While designing the programme, an ICRC team consulted the selected communities so as to set up projects that would meet their specific needs:

  • In Trincomalee, over 180 households will be provided with traditional canoes and nets to enable them to catch and sell sweet-water fish in nearby markets, while 80 households will be assisted to clear farmland for additional paddy cultivation. 

  • In Jaffna, some 500 families will be supported through cash-for-work projects.

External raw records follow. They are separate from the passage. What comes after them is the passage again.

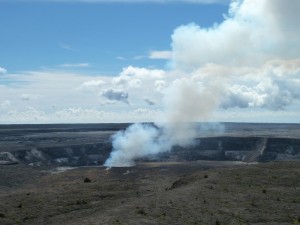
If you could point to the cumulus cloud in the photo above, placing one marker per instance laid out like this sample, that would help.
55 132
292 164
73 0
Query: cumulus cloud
92 85
160 55
253 32
2 70
149 101
116 95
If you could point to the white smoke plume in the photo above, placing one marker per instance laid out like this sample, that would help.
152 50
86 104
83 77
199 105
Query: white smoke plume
183 102
250 60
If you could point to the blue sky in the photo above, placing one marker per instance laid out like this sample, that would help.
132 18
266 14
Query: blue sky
70 61
36 35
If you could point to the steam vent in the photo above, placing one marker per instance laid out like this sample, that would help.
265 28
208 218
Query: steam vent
91 144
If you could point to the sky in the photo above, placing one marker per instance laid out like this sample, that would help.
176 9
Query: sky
94 61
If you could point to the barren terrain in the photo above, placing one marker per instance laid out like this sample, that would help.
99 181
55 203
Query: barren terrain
153 193
235 174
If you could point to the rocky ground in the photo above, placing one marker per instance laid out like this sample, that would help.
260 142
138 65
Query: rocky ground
199 192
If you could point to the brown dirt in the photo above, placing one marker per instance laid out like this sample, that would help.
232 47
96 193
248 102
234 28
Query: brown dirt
156 193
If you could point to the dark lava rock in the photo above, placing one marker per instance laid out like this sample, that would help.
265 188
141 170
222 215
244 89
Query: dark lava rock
87 180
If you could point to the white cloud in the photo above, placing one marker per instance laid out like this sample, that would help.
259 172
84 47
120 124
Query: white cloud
2 70
254 31
92 85
160 55
115 95
248 63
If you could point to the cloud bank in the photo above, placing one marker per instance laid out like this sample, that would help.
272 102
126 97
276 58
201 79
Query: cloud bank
250 60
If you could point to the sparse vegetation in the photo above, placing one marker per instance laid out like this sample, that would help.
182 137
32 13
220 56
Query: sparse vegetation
117 199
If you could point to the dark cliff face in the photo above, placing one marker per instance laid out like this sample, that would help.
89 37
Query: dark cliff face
91 145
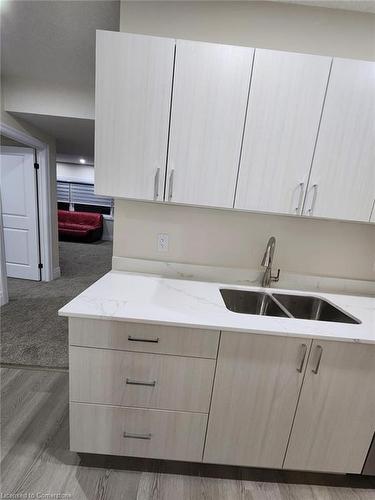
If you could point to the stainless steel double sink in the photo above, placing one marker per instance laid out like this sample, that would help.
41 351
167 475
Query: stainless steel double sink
284 305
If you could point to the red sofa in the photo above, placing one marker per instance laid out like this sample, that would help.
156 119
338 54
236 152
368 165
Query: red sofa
80 226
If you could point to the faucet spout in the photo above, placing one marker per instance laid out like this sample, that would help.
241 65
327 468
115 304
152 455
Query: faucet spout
267 263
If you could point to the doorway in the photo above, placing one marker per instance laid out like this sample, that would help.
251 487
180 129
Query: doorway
20 211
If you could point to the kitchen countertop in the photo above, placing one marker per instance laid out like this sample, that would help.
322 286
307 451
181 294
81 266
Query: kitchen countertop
124 296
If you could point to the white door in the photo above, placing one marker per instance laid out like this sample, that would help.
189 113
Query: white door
335 419
19 205
210 91
342 182
285 105
133 93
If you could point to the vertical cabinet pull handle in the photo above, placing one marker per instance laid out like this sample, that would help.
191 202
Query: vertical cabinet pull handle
140 382
319 351
137 436
303 352
156 184
155 340
301 186
315 195
170 185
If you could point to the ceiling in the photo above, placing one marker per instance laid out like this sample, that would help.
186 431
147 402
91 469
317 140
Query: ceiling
353 5
74 136
54 41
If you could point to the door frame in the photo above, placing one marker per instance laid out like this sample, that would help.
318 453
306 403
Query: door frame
44 208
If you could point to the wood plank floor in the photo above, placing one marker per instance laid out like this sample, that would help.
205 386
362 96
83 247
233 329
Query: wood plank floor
35 460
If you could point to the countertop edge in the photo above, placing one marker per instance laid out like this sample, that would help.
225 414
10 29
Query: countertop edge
197 326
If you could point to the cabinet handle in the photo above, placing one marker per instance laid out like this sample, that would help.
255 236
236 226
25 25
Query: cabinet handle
319 350
155 340
137 436
300 199
156 184
303 356
311 209
170 185
139 382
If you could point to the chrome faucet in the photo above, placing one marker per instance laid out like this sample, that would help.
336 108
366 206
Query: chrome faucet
267 263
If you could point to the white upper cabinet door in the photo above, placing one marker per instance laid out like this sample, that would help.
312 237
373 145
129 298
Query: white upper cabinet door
285 104
210 91
342 183
133 92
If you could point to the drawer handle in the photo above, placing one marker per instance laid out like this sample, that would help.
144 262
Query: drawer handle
137 436
155 340
319 350
139 382
303 356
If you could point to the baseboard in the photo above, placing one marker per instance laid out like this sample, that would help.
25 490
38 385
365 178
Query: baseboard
56 273
3 300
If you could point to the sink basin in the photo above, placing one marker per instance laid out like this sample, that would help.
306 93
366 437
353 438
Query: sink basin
306 307
249 302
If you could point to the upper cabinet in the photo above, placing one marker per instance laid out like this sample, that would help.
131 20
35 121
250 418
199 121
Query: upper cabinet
342 182
223 126
211 84
285 105
133 92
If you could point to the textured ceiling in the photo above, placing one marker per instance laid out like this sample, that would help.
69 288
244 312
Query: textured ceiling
53 40
74 136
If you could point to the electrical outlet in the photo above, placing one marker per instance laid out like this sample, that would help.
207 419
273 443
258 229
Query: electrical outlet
163 242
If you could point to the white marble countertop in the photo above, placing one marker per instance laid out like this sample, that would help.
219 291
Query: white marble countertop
124 296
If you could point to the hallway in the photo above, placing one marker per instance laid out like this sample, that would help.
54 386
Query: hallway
31 332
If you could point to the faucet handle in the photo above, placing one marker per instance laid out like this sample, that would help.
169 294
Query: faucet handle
277 277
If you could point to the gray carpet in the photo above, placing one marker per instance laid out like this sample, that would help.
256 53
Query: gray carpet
31 331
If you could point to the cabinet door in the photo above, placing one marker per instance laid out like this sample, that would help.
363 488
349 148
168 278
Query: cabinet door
257 382
133 92
342 183
210 90
335 418
285 105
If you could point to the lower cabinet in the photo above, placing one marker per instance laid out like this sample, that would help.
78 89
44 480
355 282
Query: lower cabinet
272 401
335 418
112 430
257 383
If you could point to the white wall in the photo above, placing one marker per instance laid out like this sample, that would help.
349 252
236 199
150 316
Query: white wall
9 120
265 24
237 239
48 98
80 173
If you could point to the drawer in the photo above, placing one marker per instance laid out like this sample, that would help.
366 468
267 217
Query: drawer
138 379
143 338
137 432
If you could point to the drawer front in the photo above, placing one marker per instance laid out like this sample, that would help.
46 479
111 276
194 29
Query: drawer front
143 338
138 379
137 432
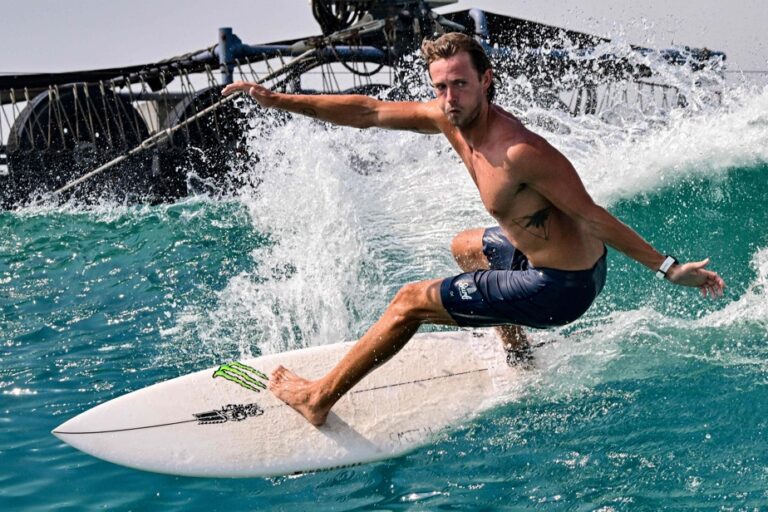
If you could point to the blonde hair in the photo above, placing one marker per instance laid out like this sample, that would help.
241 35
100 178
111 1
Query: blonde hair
454 43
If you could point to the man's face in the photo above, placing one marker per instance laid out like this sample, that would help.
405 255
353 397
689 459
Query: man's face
460 90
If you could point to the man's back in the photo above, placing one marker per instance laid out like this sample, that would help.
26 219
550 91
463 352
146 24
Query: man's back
501 163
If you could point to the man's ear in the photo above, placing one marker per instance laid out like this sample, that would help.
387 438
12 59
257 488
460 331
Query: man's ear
486 79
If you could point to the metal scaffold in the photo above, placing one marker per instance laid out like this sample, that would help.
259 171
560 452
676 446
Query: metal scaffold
135 131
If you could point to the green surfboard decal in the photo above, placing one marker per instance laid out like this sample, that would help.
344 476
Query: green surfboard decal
242 375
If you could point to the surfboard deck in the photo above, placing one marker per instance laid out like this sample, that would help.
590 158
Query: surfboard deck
223 422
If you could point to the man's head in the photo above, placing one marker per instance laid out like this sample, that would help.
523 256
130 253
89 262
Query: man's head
461 75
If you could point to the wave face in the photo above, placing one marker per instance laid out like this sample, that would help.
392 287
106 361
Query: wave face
655 398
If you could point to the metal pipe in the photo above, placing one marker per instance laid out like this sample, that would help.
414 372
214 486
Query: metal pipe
226 65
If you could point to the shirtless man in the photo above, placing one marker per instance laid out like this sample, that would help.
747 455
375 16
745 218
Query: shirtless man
541 267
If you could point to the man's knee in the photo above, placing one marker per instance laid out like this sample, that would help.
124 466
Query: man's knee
467 249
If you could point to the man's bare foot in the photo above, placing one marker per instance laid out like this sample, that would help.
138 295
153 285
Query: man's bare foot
298 393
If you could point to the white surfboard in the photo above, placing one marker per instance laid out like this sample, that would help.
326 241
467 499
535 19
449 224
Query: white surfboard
223 422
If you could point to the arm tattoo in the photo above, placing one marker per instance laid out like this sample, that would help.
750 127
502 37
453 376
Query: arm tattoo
537 224
309 112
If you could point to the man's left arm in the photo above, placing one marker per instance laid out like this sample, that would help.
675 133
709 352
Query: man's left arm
548 172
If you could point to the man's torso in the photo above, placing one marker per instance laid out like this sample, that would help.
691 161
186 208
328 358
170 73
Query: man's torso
546 235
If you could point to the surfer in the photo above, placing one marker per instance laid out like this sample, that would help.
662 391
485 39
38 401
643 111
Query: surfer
542 266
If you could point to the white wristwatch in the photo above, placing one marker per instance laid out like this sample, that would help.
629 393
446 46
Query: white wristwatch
668 262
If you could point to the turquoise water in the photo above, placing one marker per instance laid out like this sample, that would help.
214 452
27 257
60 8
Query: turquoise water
656 399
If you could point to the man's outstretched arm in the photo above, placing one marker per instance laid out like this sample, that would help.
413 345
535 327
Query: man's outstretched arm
552 175
348 110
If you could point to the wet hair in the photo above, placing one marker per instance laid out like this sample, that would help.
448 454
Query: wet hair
454 43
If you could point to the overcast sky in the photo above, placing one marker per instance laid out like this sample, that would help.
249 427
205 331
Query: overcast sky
56 35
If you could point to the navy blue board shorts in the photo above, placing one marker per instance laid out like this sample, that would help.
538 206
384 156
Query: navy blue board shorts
515 292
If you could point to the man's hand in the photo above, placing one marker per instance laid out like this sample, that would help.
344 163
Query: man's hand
262 95
695 275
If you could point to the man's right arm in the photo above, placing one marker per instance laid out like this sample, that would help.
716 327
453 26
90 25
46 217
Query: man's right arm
348 110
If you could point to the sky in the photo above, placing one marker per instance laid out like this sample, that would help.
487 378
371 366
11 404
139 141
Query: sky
57 35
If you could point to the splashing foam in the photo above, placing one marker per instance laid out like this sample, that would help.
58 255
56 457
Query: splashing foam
355 214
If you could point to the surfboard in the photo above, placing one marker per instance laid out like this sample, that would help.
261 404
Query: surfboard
223 421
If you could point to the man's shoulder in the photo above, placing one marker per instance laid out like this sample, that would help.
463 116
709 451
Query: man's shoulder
530 153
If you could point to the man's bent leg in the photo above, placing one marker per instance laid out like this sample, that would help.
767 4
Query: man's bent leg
414 304
467 249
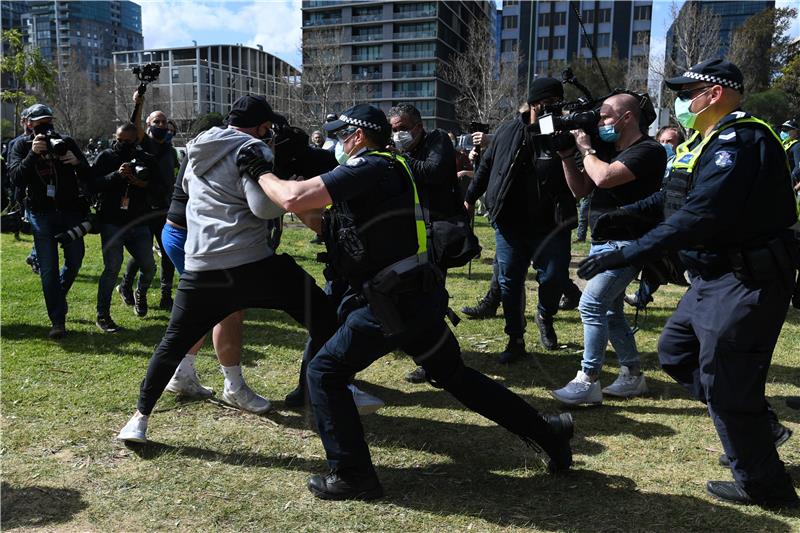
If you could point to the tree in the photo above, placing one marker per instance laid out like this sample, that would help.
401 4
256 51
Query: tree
488 91
759 47
30 74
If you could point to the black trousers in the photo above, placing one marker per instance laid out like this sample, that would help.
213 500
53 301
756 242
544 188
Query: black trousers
204 298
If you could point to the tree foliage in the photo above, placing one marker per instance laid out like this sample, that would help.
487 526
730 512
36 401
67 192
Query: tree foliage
759 47
31 75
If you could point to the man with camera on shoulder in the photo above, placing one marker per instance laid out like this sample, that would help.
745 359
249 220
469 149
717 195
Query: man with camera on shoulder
53 170
122 178
629 169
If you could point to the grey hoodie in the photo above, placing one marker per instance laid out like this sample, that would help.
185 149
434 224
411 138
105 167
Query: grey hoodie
226 214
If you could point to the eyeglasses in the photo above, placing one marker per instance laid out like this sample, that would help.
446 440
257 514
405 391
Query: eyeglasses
686 94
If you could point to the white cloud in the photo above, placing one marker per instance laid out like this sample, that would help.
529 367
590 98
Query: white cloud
275 24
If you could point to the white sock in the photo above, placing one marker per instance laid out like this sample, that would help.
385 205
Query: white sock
186 366
233 377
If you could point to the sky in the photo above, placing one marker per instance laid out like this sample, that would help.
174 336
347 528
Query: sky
276 24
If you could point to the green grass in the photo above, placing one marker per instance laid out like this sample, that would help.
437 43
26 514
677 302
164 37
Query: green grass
640 465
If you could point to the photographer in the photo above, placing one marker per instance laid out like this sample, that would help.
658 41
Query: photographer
157 141
529 204
123 178
632 173
53 170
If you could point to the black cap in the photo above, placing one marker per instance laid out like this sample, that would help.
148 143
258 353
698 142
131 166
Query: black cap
790 124
39 111
250 110
542 88
361 116
716 71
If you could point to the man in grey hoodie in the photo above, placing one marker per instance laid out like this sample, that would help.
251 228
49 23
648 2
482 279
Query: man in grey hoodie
229 264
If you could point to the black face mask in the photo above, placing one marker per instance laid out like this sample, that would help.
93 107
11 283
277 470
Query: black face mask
43 129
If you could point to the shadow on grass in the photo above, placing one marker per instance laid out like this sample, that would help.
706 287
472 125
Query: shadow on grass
38 506
580 500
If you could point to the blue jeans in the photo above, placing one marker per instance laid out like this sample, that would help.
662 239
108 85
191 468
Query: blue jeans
137 240
549 253
55 284
602 315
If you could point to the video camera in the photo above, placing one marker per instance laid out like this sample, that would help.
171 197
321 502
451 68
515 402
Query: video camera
147 73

These include reviving farmland for use by displaced communities, and one-off grants to individual households to help them set up small businesses, or raise poultry or livestock. 

  • In the Vanni, the stronghold of the Liberation Tigers of Tamil Eelam (LTTE) in the north of Sri Lanka, some 370 families in Mullaitivu district will benefit from cash-for-work projects while fertilizers and seeds will be provided for subsistence farmers in Mullaitivu and Kilinochchi for home gardening and paddy cultivation.

" It is estimated that more than 40 percent of the total population living in the Vanni has been displaced by the conflict between the LTTE and the Sri Lankan Army. The local communities have also been severely affected, as they are supporting large numbers of displaced people despite their limited resources, " explains Jean Pierre Nereyabagabo, an ICRC specialist at Kilinochchi.

 Food security  

" The core objective of the livelihood programme is to improve the food security of rural communities whose hardship from years of conflict has been made worse by the tsunami. "

As the women of Terankantal toil away, the ICRC is starting another cash-for-work project in coming days in the neighbouring village of Vaddakadu, where 61 displaced families have been living in makeshift camp on privately owned land since they left Jaffna in 1995. The landowners have now claimed it back, but the local authorities have granted the families another location where they can settle permanently. 

They will get daily rates for clearing the land to make it habitable and better suited for home gardening. As a result, they will increase their own food security, as most of them now exist on a meagre income from collecting and selling firewood. They may also qualify for a small-scale income-generating project, such as raising livestock or poultry.

 Temporary shelter  

In the north and the east, the ICRC will also be distributing nets to fishermen who have not yet received assistance from other aid agencies. In the Vanni, the ICRC will concentrate its assistance on Vadamarachchi East, a Jaffna district in the LTTE-controlled area. 

Some 16 villages located in a 2 km stretch were destroyed by the tsunami, over 1,200 people were killed and the 3,000 families that survived are all still living in temporary shelters. 

Most of the families had been displaced in Jaffna or the Vanni for over 12 years due to the conflict, before returning to their villages in 2002 when the Sri Lankan government and the LTTE signed the ceasefire agreement. Little by little they had been restoring their trade of fishing over the past couple of years, but lost everything when the tidal wave hit the island.